BackFoundations of Statistics: Data Types, Sampling, and Organizing Variables
Study Guide - Smart Notes
Tailored notes based on your materials, expanded with key definitions, examples, and context.
Data and Variables
Data and Subjects
Statistics is the science of collecting, analyzing, and interpreting data. Understanding the types of data and variables is fundamental to statistical analysis.
Data: Information gathered through experiments and studies.
Subjects: The entities or things that are measured in a study.
Types of Variables
Variables are characteristics or properties that can take on different values among subjects in a study. They are classified as either categorical or numerical (quantitative).
Categorical Variables: Variables whose data represent categories or groups.
Nominal Scale: Data measured on a scale where category values express no order or ranking. Example: Eye color, blood type, car brands.
Ordinal Scale: Data measured on a scale where ordering or ranking is implied. Example: Letter grades, education level, social class.
Numerical (Quantitative) Variables: Variables whose data represent a counted or measured quantity.
Discrete Numerical Values: Data that come from a counting process; only whole numbers are possible. Example: Number of phones sold at a store, number of pets in a house, number of books in a library.
Continuous Numerical Values: Data that come from a measuring process; can take any value within a range. Example: Height, weight, temperature.
Sample vs. Population
Definitions and Differences
In statistics, data can be collected from either a sample or a population. Understanding the distinction is crucial for proper data analysis.

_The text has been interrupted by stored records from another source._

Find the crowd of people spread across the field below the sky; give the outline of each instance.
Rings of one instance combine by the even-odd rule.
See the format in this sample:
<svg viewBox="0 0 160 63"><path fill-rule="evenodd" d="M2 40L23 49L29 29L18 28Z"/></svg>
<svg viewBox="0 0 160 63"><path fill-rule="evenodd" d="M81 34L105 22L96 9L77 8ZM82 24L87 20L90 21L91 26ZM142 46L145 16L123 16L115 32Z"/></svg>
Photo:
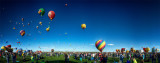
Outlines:
<svg viewBox="0 0 160 63"><path fill-rule="evenodd" d="M157 63L156 61L160 62L160 53L133 53L133 52L129 52L129 53L117 53L117 52L95 52L95 53L91 53L91 52L48 52L48 53L40 53L40 52L18 52L18 53L13 53L13 52L0 52L0 57L5 58L7 63L10 62L10 58L12 59L13 63L16 63L16 59L17 56L20 56L23 58L22 61L26 61L26 56L30 56L30 60L32 61L32 63L37 62L40 59L43 59L44 56L55 56L55 57L59 57L63 55L65 58L65 63L70 63L69 58L74 58L75 60L79 60L80 62L83 63L87 63L84 62L83 60L88 60L88 61L93 61L93 63L107 63L107 61L109 60L108 58L112 58L113 62L112 63L145 63L145 62L152 62L152 63ZM115 60L114 58L118 58L119 60ZM127 59L127 62L124 62L124 58ZM138 61L137 61L138 60ZM47 61L42 61L41 63L47 63ZM110 61L108 61L108 63L110 63Z"/></svg>

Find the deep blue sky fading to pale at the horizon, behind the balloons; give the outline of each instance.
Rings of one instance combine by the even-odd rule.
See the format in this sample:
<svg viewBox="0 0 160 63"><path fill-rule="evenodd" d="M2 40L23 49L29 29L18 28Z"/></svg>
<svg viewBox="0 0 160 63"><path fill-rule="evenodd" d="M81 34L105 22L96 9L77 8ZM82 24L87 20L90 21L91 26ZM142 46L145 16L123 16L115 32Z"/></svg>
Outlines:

Population: Contains all of the things that you want to study. Example: All USC students, all houses in a neighborhood.
Sample: Contains only a portion of a population of interest. Samples are analyzed to estimate characteristics of the entire population. Example: 100 students selected from all USC students, 10 trees selected from a whole forest.
Statistic: A number that describes a sample. Example: The average height of 100 students is 170 cm (statistic).
Parameter: A number that describes a population. Example: The average height of all USC students is 178 cm (parameter).
Biased Sample Designs
Convenience Sample: Items selected because they are easily available. This often leads to biased results. Example: A teacher surveys students in her class instead of the whole school.
Sampling Methods
Simple Random Sample
Every item in a sample size n has the same probability of being selected from the population.
Sample size (n): Number of items in the sample.
Population size (N): Total number of items in the population.
Example: A teacher puts all 30 students' names in a hat, mixes them, and pulls out 6 names. Each student has the same chance of being picked.
Systematic Random Sample
Involves picking every kth item from the population after a random start.
Example: If a school has 1000 students and you want a sample of 100, calculate k = 1000/100 = 10. Pick a random number between 1 and 10 (say, 4), then select students at positions 4, 14, 24, ... until you have 100 students.
Note: More efficient than simple random sampling in some cases.
Stratified Random Sample
Divides the population into groups (strata) based on shared characteristics, then randomly samples from each group.
Example: Randomly sample students by grade level, then randomly pick from each grade.
Clustered Random Sample
Divides the population into groups (clusters), then randomly selects some entire clusters and includes all members of those clusters in the sample.
Example: A school has 10 classrooms (clusters). You randomly pick 3 classrooms and survey all students in those classrooms.
Organizing Categorical Variables
Summary Table (Frequency Table)
A frequency table shows each category or value and how many times it appears in the data.
Example: How many times each color appears on screen.
Color | Frequency | Percentage |
|---|---|---|
Red | 2 | 20% |
Blue | 3 | 30% |
Green | 5 | 50% |
Total | 10 | 100% |
Contingency Table
A contingency table compares two or more categories at the same time, allowing you to study patterns that might appear between the variables. Counts can be written as frequency, percentage of the overall total, percentage of the row total, or percentage of the column total.
Example: How many boys and girls prefer cats or dogs.
Cats | Dogs | Total | |
|---|---|---|---|
Boys | 5 | 9 | 14 |
Girls | 4 | 2 | 6 |
Total | 9 | 11 | 20 |
Conditional means: The mean or percentage within a specific group or condition.